Flattening herself on her belly, she crawled through the gap, feeling thorns rake through the fur on her back. Rising to her paws on the other side, she found herself facing two big white woolly animals, with sharp hooves and placid, incurious faces.
It feels strange seeing them so close, she thought. They look a bit mouse-brained.
“Dovewing?” Squirrelflight’s voice came anxiously through the hedge. “Are you okay?”
“Fine!” Dovewing replied. “You can come through.”
Jayfeather appeared next, shaking his ruffled pelt as he rose to his paws and stepped into the field. Foxleap followed him, and lastly Squirrelflight, panting as she pulled herself through the clustering thorns.

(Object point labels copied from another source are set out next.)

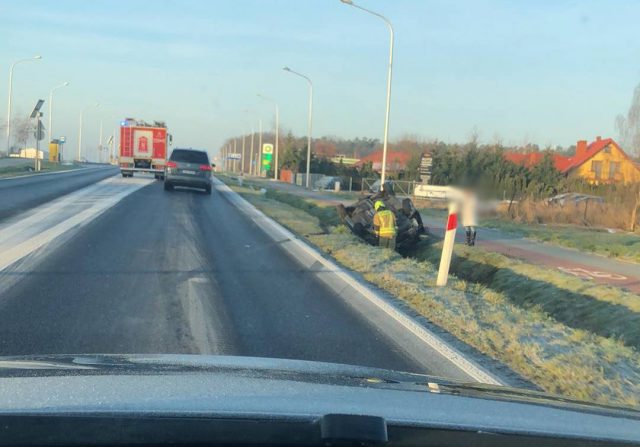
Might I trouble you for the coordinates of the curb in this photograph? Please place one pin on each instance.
(344, 283)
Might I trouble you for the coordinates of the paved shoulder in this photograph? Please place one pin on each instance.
(22, 193)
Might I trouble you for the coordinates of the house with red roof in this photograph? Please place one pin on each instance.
(396, 160)
(601, 161)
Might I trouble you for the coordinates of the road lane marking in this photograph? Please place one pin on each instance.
(308, 256)
(591, 274)
(42, 225)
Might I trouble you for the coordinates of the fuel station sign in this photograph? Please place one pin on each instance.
(267, 156)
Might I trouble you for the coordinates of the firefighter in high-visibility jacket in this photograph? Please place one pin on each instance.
(384, 224)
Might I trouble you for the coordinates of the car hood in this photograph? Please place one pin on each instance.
(117, 372)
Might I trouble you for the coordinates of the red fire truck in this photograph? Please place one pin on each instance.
(143, 147)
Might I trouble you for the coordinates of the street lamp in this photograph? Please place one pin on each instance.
(275, 172)
(386, 117)
(64, 84)
(34, 58)
(308, 122)
(97, 104)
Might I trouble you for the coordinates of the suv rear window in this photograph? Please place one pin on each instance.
(190, 156)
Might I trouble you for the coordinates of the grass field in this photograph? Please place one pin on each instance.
(27, 168)
(510, 318)
(620, 245)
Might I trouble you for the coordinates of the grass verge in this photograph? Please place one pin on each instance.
(619, 245)
(27, 168)
(561, 359)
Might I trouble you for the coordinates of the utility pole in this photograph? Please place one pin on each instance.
(235, 151)
(100, 144)
(251, 156)
(243, 151)
(258, 166)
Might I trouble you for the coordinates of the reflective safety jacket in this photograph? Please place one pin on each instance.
(384, 223)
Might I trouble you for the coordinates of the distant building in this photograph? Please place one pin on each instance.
(602, 161)
(396, 160)
(347, 161)
(30, 152)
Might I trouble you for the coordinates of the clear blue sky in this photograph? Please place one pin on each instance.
(543, 71)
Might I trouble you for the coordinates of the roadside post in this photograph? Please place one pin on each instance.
(447, 246)
(39, 131)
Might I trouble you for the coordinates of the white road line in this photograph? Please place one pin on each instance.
(50, 173)
(19, 239)
(301, 250)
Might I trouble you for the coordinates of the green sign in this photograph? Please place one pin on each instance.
(267, 156)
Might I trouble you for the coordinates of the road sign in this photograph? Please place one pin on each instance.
(37, 108)
(39, 132)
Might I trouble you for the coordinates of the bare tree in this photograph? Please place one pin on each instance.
(628, 127)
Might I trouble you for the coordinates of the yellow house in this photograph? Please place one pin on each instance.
(602, 161)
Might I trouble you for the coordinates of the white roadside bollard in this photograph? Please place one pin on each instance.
(447, 246)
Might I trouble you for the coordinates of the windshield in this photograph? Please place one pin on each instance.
(189, 156)
(444, 188)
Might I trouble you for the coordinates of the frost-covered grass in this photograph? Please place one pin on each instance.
(603, 310)
(620, 245)
(561, 359)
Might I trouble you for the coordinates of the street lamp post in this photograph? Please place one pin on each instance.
(64, 84)
(389, 74)
(309, 120)
(243, 154)
(275, 172)
(251, 151)
(97, 104)
(34, 58)
(258, 169)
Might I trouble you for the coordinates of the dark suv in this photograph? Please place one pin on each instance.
(188, 167)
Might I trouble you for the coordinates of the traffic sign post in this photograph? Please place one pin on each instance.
(39, 132)
(447, 246)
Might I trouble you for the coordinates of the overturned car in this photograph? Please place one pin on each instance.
(359, 218)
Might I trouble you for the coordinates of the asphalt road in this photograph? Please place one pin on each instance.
(22, 193)
(180, 272)
(584, 265)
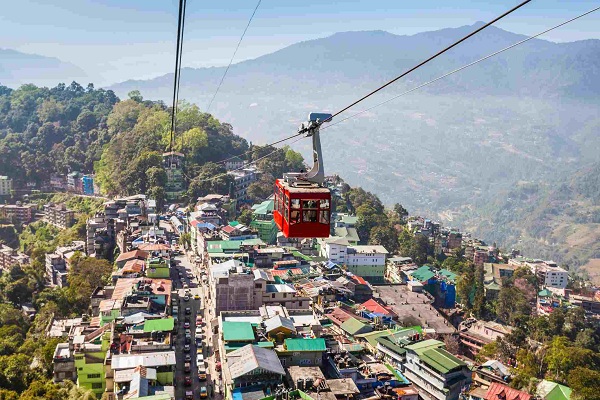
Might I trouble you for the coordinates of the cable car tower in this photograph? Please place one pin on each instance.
(302, 206)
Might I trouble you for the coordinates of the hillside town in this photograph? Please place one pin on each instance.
(202, 305)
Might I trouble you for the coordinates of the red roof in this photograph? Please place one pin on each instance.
(154, 246)
(374, 307)
(130, 255)
(228, 229)
(498, 391)
(359, 279)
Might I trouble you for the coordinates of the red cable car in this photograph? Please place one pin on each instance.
(302, 206)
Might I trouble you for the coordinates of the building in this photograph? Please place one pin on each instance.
(74, 182)
(59, 215)
(10, 257)
(367, 261)
(87, 183)
(437, 374)
(241, 180)
(252, 366)
(21, 213)
(473, 334)
(173, 163)
(263, 222)
(234, 163)
(335, 249)
(551, 275)
(5, 185)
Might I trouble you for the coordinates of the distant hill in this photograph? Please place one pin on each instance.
(18, 68)
(453, 149)
(559, 221)
(537, 68)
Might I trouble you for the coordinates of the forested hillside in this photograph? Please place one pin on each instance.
(45, 131)
(559, 221)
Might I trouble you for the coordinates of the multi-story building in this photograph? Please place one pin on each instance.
(74, 182)
(263, 222)
(21, 213)
(10, 257)
(437, 374)
(87, 185)
(551, 275)
(241, 180)
(5, 185)
(367, 261)
(173, 163)
(59, 215)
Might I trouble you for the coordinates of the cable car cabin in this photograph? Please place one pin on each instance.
(302, 210)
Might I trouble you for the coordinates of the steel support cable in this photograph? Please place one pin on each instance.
(398, 77)
(233, 56)
(439, 53)
(461, 68)
(176, 76)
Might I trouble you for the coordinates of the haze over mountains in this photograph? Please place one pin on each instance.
(17, 68)
(529, 115)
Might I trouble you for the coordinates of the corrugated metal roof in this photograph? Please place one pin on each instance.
(234, 331)
(251, 357)
(315, 344)
(162, 324)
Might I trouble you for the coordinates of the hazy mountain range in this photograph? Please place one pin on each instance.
(18, 68)
(530, 115)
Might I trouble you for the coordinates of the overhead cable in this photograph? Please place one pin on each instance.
(461, 68)
(439, 53)
(233, 56)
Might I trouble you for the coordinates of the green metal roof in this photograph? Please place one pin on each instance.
(234, 331)
(163, 324)
(549, 390)
(451, 276)
(264, 208)
(316, 344)
(440, 360)
(423, 274)
(354, 326)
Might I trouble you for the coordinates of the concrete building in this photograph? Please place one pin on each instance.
(436, 373)
(10, 256)
(241, 180)
(59, 215)
(21, 213)
(263, 222)
(367, 261)
(173, 163)
(5, 185)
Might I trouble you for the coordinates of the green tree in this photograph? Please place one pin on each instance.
(585, 383)
(385, 236)
(246, 216)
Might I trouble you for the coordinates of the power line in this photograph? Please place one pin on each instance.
(461, 68)
(476, 31)
(233, 56)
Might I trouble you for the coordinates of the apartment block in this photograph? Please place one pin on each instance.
(5, 185)
(59, 215)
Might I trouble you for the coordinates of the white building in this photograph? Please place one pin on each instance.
(334, 248)
(436, 373)
(5, 185)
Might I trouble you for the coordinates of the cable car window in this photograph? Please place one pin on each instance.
(309, 204)
(309, 216)
(324, 217)
(294, 216)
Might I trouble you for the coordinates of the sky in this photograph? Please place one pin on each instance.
(116, 40)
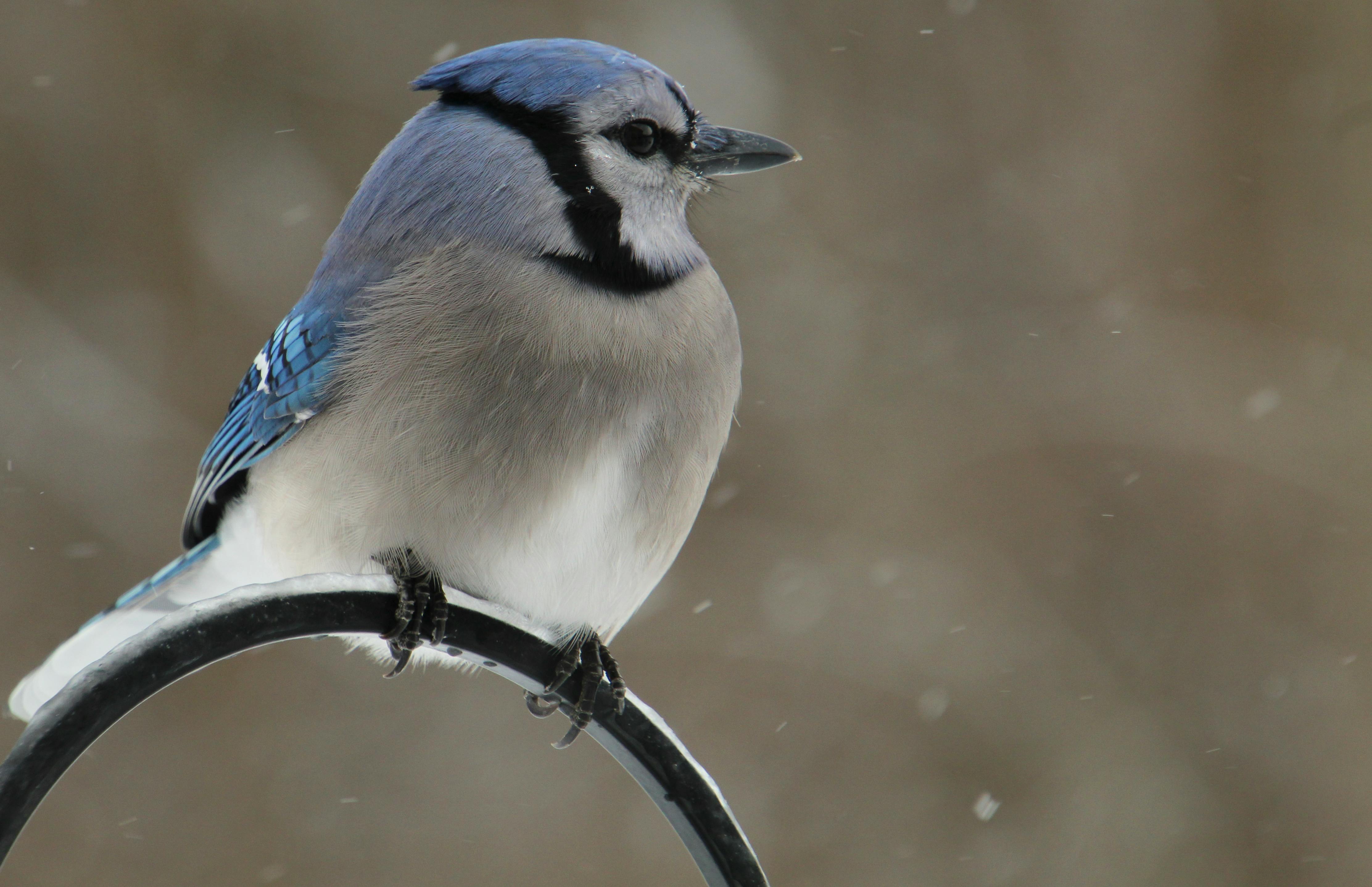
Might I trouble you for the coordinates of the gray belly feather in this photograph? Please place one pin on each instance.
(543, 445)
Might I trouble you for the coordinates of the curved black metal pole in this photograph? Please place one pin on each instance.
(215, 630)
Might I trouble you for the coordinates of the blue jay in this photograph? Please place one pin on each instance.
(512, 373)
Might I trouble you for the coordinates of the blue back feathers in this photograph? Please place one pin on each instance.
(409, 205)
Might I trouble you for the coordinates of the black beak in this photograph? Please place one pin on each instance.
(722, 151)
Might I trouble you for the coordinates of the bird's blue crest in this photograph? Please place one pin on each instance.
(540, 75)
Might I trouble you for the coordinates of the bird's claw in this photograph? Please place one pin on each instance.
(596, 663)
(422, 612)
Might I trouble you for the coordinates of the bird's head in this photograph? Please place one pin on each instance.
(582, 151)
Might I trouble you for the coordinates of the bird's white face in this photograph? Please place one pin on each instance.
(636, 142)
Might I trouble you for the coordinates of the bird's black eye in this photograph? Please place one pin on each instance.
(641, 138)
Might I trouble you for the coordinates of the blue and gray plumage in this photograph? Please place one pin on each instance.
(514, 361)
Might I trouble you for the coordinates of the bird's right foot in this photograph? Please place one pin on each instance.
(422, 613)
(596, 663)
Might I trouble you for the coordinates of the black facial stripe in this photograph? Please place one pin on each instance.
(592, 212)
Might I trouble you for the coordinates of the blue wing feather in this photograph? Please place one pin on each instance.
(286, 386)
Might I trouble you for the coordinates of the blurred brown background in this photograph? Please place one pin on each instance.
(1052, 478)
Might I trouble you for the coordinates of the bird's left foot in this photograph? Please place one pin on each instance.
(596, 663)
(422, 615)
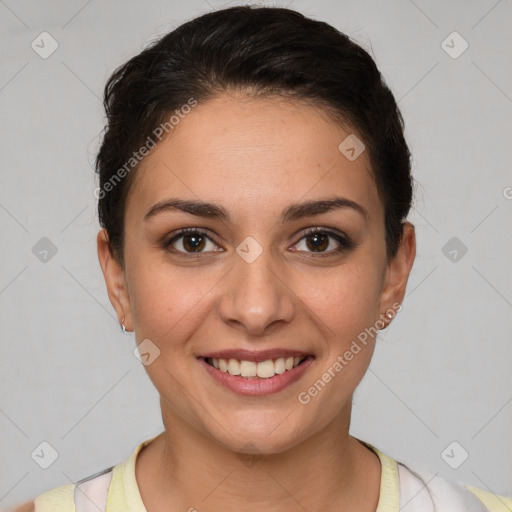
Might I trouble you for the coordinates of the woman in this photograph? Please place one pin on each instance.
(254, 189)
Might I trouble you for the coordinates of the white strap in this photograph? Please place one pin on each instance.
(433, 493)
(90, 495)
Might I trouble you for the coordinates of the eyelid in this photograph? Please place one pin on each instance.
(343, 240)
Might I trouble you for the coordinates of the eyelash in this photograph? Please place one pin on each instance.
(344, 242)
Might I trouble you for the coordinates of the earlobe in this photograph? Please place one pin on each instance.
(115, 281)
(397, 275)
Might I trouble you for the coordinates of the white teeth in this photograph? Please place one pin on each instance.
(234, 367)
(263, 369)
(248, 368)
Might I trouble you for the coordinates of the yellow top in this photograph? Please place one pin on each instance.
(124, 495)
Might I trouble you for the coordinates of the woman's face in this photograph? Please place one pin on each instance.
(253, 279)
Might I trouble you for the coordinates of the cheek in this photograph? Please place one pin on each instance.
(168, 303)
(345, 299)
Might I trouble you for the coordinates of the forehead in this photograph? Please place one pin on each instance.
(248, 153)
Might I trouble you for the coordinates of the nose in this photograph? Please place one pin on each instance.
(256, 298)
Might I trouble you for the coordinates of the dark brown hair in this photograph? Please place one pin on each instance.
(262, 51)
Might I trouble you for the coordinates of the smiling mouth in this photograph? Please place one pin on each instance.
(257, 370)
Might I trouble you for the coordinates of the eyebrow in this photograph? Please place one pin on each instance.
(290, 213)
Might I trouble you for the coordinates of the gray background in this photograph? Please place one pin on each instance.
(441, 372)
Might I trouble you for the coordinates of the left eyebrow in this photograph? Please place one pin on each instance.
(292, 212)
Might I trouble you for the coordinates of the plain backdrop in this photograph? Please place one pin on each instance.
(438, 393)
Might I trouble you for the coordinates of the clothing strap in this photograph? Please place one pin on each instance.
(432, 493)
(90, 494)
(418, 493)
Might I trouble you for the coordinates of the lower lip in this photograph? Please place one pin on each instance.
(257, 386)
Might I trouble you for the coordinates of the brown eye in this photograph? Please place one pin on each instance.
(191, 241)
(317, 242)
(323, 241)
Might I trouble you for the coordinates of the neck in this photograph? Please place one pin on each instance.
(329, 471)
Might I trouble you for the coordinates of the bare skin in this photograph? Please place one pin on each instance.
(254, 157)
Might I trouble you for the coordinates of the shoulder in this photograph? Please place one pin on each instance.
(28, 506)
(493, 502)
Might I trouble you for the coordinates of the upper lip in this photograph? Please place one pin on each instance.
(255, 355)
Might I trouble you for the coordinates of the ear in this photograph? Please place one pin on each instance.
(397, 275)
(114, 276)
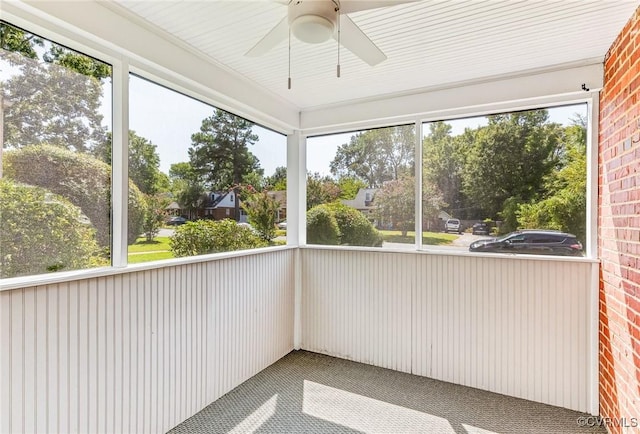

“See?” she mewed triumphantly as she straightened up. “I’m not stuck!” Then she looked disconcerted.
It’s like she was talking to a cat who isn’t here, Dovewing thought.
Shaking her head as if to clear it, Squirrelflight led the patrol along the line of the hedge. The field was huge; Dovewing couldn’t even see the other side. Everything’s so big here, she thought, suppressing a shiver. I can’t even see the edges of the sky.
Suddenly loud barking clattered into her ears. She froze, astonished for a heartbeat that the rest of the patrol were quietly plodding on. The scent of dog filled her nostrils. Then she realized that her special senses were giving her advance warning. “Dog!” she yowled. “Take cover!”
Squirrelflight whipped around, gazing across the field. “Where?”
“Over there.”
As Dovewing stretched out her tail to point, a dog appeared at the crest of a gentle rise in the middle of the field. Yapping loudly, it raced toward the cats, its tail flying and the wind ruffling its black-and-white pelt.
“Fox dung!” Squirrelflight hissed. “Dovewing, Foxleap, get Jayfeather into the hedge.”
Foxleap was already pushing Jayfeather into the bushes. Dovewing spotted a branch where the thorns weren’t quite so thick, and slid into the hedge beside Jayfeather. “Put your paws there,” she ordered, guiding him with her tail. “Now climb!”